According to choir director Rick Johnson, more than 70 different high school students are involved in the production and have been working since last May to prepare for the stage version of Disney’s Freaky Friday.

Film productions of Freaky Friday were released in both 1976 and 2003 and are based on a book by Mary Rogers published in 1972 by the same title. The films were not set to music, but Disney Theatrical Productions created the stage adaptation and the musical opened for the first time in 2016.

The storyline centers on a mother (Katherine) who is an over-worked, stressed-out wedding planner, and her teenage daughter (Ellie), who mysteriously and magically swap bodies the day before the mother is to be married in a wedding she happens to be planning for herself. The swap occurs when a magical hourglass is broken during an argument between Katherine and Ellie. Until the twin to the broken magical hourglass can be found and the swap undone, the mother and daughter are forced to act like each other, resulting in endless awkwardness and hilarity.
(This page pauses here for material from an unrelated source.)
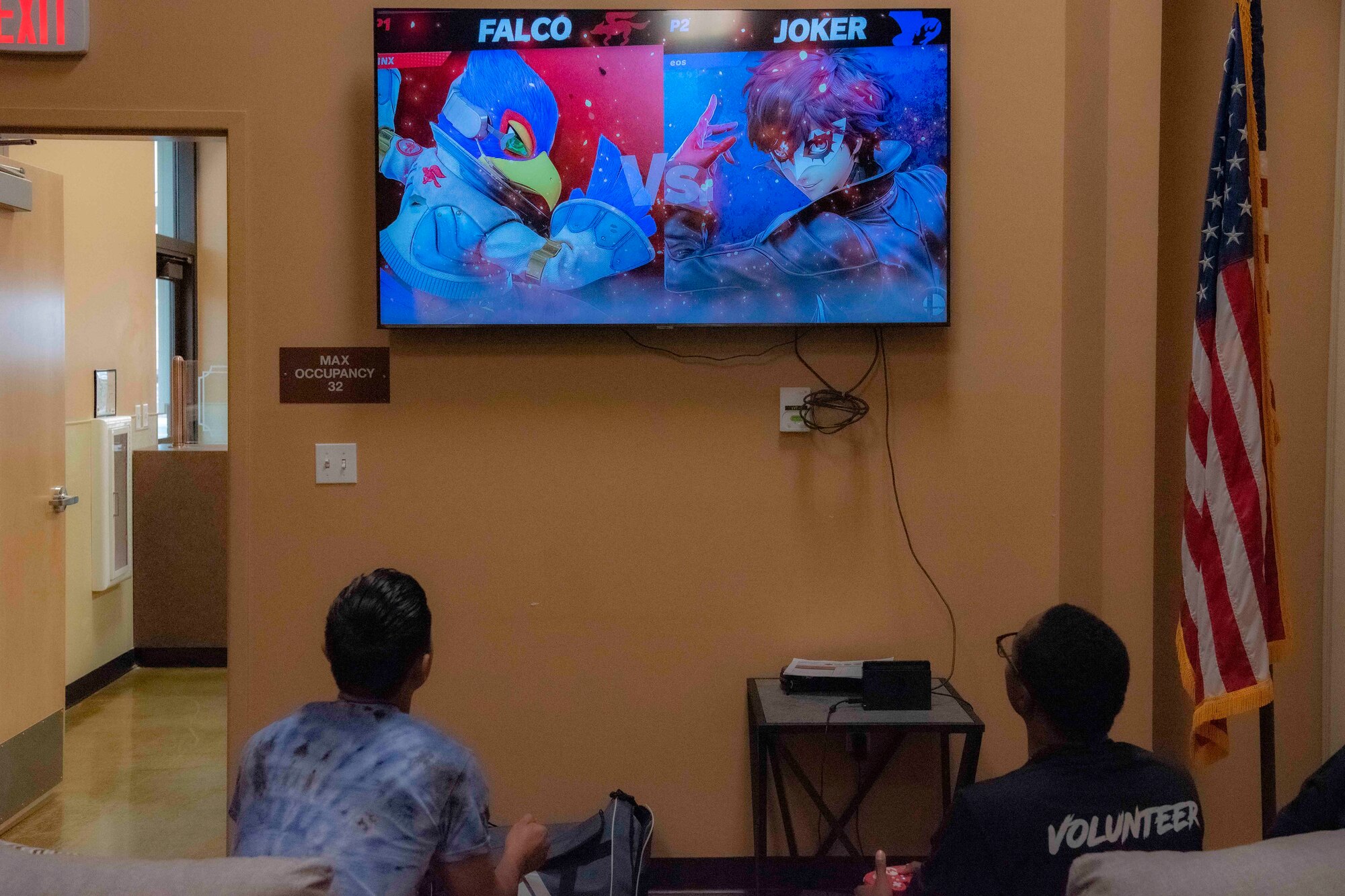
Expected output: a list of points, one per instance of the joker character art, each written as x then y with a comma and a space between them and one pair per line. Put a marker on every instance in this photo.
479, 212
872, 240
With less than 24 hours to get back to normal, the action has pressing urgency.

Sarah Kissinger plays Katherine and Sasha Stolasz is the daughter Ellie. Other leads include Ian Cash as Ellie’s heartthrob Adam, Ashton King as the step-father-to-be Mike, and Lauren Taylor as Ellie’s younger brother Fletcher.

There will be four performances of the music in all, with three evening performances which begin at 7 p.m. on November 14, 15, and 16. A Sunday matinee will take place November 17 at 2 p.m.

Sisters High presents musicals every other year.

Johnson says it picked the play for its comedy, fantastic music, and tear-jerking lyrics. “Students and parents alike will be able to relate to the themes in the storyline,” he said. “It’s fun but also touching to the heart.”

“We want to make sure everyone in the community has an opportunity to enjoy this production,” said Johnson. “It is certainly open to all ages.”

He also deeply encourages people to come in support of the effort the kids have put in to prepare for the performance.

“Everyone, from the actors to the band members, to the artists and the backstage helpers have worked so hard to make this happen, so I sincerely hope people will come out to support them and enjoy the show.”

Tickets are $12 for adults and $8 for students. Children under 5 are free. Ticket sales help cover the cost of rights to the scripts and other costs associated with making the production possible.